Estória ou História? Mentira ou verdade?
Gisele Leite
Professora universitária há 3 décadas; Mestre em Direito; Mestre em Filosofia; Doutora em Direito; Pesquisadora – Chefe do Instituto Nacional de Pesquisas Jurídicas; 29 obras jurídicas publicadas; Articulistas dos sites JURID, Lex Magister; Portal Investidura, Letras Jurídicas; Membro do ABDPC – Associação Brasileira do Direito Processual Civil; Pedagoga; Conselheira das Revistas de Direito Civil e Processual, Revista de Direito Trabalho e Processo, Revista de Direito Prática Previdenciária da Paixão Editores – POA – RS
Se de setembro é uma dessas datas que sobrevivem ao calendário e, não apenas registram a passagem do tempo, mas aprimoram o espelho da nação. É quando o país, por breve instante, volta a olhar para si, recordar os grandes feitos, lamentar francas derrotas e, até reelaborar memórias…
Passados mais de dois séculos do episódio às margens do Ipiranga, aliás, os intestinos de Dom Pedro I o fizeram ir a beira do riacho, por razões óbvias, quando por um gesto heroico proclamou a independência. Lembremos que seu pai Dom João Vi, já havia o advertido que antes que qualquer outro aventureiro fizesse, que ele proclamasse a Independência e se empossasse como Imperador.
A verdade é que muitas versões trataram de desconstruir a versão oficial, e alguns enxergaram um mito onde se destacaram Rui Barbosa e Machado de Assis. Sobre a mesma data, ambos refletiram, sendo que o primeiro proferiu uma crítica implacável, e o segundo, destilando sua elegante ironia destacou a lenda em detrimento da história real dos fatos.
Para Rui, o célebre brado às margens do riacho do Ipiranga, tudo se resumia em ser uma mera encenação palaciana. E, o divórcio havido entre a colônia norte-americana e a Inglaterra estava pleno e consumado; E, a interferência do então Príncipe regente não teve outro mérito do que apenas registrar um fato irremediável.
De fato, a emancipação da colônia, fora conquista popular à qual Dom Pedro I não podia resistir, sendo conduzido e forçado pelas vigorosas circunstâncias.
Rui Barbosa não enxergava o Sete de Setembro como sendo dádiva da Coroa, mas o resultante de forte pressão acumulada pelas revoltas tais como a Inconfidência Mineira, a Revolução Pernambucana e tantos outros movimentos que antecederam a 1822.
Já em 1876, Machado de Assis fez sua crônica às festividades de Sete de Setembro.
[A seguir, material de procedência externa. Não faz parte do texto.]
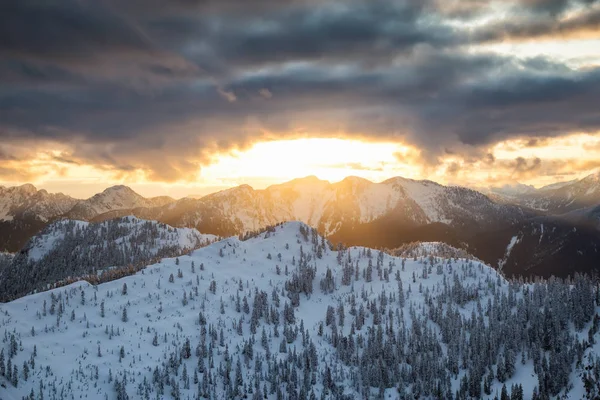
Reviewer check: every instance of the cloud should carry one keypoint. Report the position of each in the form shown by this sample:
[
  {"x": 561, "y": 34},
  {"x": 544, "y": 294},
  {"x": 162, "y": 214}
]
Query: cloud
[{"x": 127, "y": 86}]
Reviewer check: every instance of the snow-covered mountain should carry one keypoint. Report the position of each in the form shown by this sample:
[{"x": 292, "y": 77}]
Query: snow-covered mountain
[
  {"x": 281, "y": 315},
  {"x": 24, "y": 210},
  {"x": 27, "y": 202},
  {"x": 114, "y": 198},
  {"x": 67, "y": 249},
  {"x": 562, "y": 197},
  {"x": 337, "y": 208},
  {"x": 434, "y": 249}
]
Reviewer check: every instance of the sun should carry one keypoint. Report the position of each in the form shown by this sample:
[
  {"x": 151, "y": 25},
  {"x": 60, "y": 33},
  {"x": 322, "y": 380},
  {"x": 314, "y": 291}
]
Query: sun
[{"x": 330, "y": 159}]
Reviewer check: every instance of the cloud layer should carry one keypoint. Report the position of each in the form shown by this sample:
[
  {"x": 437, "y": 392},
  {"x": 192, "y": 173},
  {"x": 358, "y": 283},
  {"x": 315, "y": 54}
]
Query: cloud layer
[{"x": 134, "y": 85}]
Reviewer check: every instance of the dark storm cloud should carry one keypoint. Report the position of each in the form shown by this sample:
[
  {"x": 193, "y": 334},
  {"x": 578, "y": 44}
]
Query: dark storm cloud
[{"x": 160, "y": 86}]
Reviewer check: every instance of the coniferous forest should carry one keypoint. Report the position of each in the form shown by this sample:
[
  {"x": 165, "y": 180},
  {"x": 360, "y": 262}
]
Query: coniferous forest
[{"x": 286, "y": 315}]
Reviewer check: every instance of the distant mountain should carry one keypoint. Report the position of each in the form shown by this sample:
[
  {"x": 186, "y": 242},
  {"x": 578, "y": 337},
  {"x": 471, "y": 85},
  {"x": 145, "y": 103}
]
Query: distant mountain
[
  {"x": 513, "y": 189},
  {"x": 68, "y": 249},
  {"x": 541, "y": 246},
  {"x": 113, "y": 199},
  {"x": 283, "y": 315},
  {"x": 560, "y": 198},
  {"x": 356, "y": 211},
  {"x": 24, "y": 210},
  {"x": 27, "y": 202}
]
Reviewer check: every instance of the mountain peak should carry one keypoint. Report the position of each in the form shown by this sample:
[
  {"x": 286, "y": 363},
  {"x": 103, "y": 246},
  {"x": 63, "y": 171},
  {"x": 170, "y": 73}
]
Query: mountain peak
[
  {"x": 119, "y": 188},
  {"x": 355, "y": 180},
  {"x": 27, "y": 188},
  {"x": 307, "y": 180}
]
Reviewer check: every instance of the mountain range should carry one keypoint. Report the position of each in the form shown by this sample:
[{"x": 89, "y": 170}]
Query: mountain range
[
  {"x": 520, "y": 229},
  {"x": 281, "y": 315}
]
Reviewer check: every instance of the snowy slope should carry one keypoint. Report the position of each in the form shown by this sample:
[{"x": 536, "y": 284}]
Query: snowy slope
[
  {"x": 114, "y": 198},
  {"x": 27, "y": 201},
  {"x": 406, "y": 327},
  {"x": 332, "y": 207},
  {"x": 67, "y": 249}
]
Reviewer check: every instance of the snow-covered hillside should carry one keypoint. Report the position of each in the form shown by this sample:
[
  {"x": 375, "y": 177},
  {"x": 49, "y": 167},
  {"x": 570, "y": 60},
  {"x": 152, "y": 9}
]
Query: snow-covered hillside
[
  {"x": 27, "y": 201},
  {"x": 281, "y": 315},
  {"x": 114, "y": 198},
  {"x": 67, "y": 249},
  {"x": 336, "y": 207},
  {"x": 435, "y": 249}
]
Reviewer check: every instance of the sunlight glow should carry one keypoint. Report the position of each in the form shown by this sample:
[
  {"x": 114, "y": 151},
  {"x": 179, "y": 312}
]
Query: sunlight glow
[{"x": 328, "y": 159}]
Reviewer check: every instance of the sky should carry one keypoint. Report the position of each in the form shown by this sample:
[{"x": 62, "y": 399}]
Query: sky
[{"x": 187, "y": 97}]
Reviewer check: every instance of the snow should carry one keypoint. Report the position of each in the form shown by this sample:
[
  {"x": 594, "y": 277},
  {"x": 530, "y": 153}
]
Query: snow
[
  {"x": 514, "y": 240},
  {"x": 69, "y": 351},
  {"x": 426, "y": 194},
  {"x": 43, "y": 243}
]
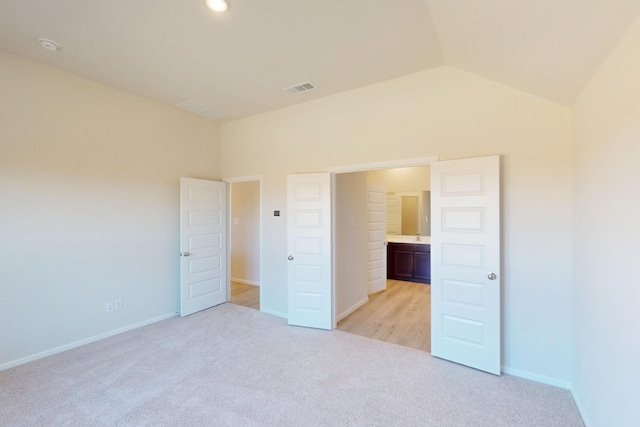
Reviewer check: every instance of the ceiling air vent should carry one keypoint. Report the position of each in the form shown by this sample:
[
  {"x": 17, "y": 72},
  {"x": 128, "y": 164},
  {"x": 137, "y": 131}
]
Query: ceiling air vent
[
  {"x": 302, "y": 87},
  {"x": 203, "y": 110}
]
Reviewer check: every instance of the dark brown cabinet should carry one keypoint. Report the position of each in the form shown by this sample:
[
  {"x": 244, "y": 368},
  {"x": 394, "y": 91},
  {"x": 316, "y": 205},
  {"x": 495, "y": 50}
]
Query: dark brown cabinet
[{"x": 410, "y": 262}]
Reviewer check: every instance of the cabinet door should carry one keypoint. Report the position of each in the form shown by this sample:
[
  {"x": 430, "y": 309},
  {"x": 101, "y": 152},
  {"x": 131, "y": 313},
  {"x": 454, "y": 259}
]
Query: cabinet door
[
  {"x": 403, "y": 261},
  {"x": 422, "y": 269}
]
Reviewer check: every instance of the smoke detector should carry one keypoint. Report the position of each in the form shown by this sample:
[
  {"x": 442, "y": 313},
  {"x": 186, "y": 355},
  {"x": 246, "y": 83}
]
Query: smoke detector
[
  {"x": 302, "y": 87},
  {"x": 49, "y": 44}
]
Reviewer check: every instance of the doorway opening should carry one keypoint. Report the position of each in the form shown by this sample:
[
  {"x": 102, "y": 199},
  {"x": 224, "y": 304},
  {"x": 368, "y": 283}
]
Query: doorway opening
[
  {"x": 396, "y": 308},
  {"x": 245, "y": 265}
]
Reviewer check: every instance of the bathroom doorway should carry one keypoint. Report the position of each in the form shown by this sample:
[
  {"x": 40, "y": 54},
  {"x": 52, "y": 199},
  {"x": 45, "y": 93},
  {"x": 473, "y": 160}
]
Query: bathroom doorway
[
  {"x": 401, "y": 313},
  {"x": 245, "y": 271}
]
E, começou observando que que os aniversários também “envelhecem ou adoecem, até que se desvanecem ou perecem”, mas que, naquele ano, a data parecia rejuvenescida. O tom aparentemente sutil porém, era, como de costume, irônico.
Machado comentava um artigo publicado dias antes na Gazeta de Notícias por Joaquim Antônio Pinto Júnior. O escritor do século contestava a narrativa oficial, segundo a qual D. Pedro teria proclamado a Independência às margens do Ipiranga, em um brado histórico.
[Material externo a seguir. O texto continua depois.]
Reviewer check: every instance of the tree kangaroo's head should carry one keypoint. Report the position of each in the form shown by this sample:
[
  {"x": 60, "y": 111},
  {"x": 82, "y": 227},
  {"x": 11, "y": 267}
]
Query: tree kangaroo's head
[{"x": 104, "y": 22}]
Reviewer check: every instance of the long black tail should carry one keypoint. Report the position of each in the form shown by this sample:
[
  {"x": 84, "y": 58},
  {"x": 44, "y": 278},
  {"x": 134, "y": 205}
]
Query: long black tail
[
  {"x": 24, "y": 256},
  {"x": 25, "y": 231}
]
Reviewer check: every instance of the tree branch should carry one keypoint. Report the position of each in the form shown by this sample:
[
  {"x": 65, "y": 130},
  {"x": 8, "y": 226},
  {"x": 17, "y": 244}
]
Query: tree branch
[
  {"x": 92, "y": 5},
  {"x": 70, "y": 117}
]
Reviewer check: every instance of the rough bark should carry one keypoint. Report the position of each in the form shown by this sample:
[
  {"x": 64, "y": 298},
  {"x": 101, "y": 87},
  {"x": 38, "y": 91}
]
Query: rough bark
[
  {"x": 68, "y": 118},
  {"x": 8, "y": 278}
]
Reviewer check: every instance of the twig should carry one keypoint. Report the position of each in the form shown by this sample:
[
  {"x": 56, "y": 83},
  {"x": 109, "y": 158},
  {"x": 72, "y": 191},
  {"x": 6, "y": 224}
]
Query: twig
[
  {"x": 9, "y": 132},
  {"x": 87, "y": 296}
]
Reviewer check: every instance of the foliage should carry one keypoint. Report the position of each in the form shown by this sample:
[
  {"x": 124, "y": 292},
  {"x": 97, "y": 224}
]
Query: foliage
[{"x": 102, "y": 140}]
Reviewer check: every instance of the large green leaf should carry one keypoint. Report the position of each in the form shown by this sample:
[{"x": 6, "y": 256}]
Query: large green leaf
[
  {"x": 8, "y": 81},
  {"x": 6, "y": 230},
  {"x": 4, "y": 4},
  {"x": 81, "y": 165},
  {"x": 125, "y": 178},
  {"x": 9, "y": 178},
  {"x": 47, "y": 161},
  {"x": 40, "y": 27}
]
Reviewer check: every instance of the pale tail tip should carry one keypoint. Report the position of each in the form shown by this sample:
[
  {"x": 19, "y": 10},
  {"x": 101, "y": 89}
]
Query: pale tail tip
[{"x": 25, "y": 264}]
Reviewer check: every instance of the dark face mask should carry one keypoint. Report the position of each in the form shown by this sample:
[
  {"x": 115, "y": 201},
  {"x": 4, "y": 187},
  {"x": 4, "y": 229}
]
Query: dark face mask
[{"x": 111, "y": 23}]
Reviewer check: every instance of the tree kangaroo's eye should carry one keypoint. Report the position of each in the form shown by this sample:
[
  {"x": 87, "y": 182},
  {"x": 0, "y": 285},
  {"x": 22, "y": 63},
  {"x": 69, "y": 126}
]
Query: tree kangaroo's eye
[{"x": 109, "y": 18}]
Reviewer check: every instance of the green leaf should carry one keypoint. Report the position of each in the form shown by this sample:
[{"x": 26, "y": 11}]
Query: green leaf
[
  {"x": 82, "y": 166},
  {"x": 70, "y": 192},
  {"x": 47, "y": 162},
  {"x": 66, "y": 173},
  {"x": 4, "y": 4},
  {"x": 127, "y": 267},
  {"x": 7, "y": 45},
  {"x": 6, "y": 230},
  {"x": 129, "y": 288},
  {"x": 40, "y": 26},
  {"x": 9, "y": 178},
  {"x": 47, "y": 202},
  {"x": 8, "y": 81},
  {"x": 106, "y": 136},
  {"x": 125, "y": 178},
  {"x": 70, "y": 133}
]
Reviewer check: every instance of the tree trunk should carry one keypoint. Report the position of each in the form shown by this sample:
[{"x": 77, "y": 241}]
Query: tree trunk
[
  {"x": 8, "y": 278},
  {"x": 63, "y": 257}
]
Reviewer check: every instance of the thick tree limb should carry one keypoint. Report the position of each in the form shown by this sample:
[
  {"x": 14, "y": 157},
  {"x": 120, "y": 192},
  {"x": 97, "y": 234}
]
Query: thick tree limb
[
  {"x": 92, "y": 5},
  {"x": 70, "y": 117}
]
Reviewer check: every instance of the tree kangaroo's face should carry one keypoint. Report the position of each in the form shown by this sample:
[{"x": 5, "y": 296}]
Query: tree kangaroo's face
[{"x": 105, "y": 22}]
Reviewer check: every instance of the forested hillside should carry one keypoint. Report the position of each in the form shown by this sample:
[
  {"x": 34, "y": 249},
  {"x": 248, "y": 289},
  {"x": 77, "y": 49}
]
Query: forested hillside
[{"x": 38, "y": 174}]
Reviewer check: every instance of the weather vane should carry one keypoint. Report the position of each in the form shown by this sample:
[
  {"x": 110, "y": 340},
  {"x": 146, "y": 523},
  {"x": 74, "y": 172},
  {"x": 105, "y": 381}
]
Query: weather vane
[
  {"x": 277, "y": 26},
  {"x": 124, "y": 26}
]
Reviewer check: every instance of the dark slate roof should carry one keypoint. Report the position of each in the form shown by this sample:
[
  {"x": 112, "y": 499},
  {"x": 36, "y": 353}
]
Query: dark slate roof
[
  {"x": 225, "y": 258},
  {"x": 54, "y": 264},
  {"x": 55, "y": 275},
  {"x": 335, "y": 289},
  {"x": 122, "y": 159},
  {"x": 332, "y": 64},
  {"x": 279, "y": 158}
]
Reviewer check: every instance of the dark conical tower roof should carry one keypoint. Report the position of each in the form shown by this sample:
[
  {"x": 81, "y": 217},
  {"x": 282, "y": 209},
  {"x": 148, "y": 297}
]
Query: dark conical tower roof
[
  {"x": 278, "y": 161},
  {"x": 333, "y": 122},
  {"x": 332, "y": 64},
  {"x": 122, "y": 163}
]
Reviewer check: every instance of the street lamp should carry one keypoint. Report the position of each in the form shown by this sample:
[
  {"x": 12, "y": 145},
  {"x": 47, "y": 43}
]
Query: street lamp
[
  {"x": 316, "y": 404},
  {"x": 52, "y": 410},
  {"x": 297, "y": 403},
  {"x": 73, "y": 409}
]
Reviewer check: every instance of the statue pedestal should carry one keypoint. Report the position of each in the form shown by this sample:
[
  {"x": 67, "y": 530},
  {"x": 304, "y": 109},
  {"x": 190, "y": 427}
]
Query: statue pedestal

Para Pinto Júnior, “não houve nem grito nem Ipiranga”: houve, sim, a decisão política do príncipe, mas pronunciada em outro lugar, longe do ribeiro que a tradição consagrou.
Diante da provocação, Machado reagiu. Comparou o caso brasileiro aos debates sobre a história romana, cujos personagens, desbastados pela crítica moderna, talvez nunca tenham existido.
Mas, dizia, isso pouco importava: o valor de uma tradição está menos na exatidão dos fatos do que na força simbólica que carrega.
Foi nesse espírito que cunhou uma de suas frases mais célebres:
“Minha opinião é que a lenda é melhor do que a história autêntica. A lenda resumia todo o fato da independência nacional, ao passo que a versão exata o reduz a uma coisa vaga e anônima.”
Assim, Machado reconhecia que o “grito do Ipiranga” podia nunca ter acontecido tal como os livros registravam.
A Independência do Brasil é, simultaneamente, fato histórico e mítico que perfaz um documento político sob a narrativa poética. Ou alegórica.
Eis que nos próximos dias, em Sete de Setembro de 2015 quando completamos duzentos e três anos de independência, ainda há, pelo mundo quem nos trata como mera colônia, ou apêndice econômica de nações mais desenvolvidas.
Enfim, o que há de verdade concreta é que nosso país é soberano. E, mesmo que dependa de exportações e importações, nada disso, nem tarifas tributárias podem fazer ruir nossa independência. Ainda que permaneçamos como o eterno país em desenvolvimento. Mas, pelo menos, não é em escravidão ou submissão.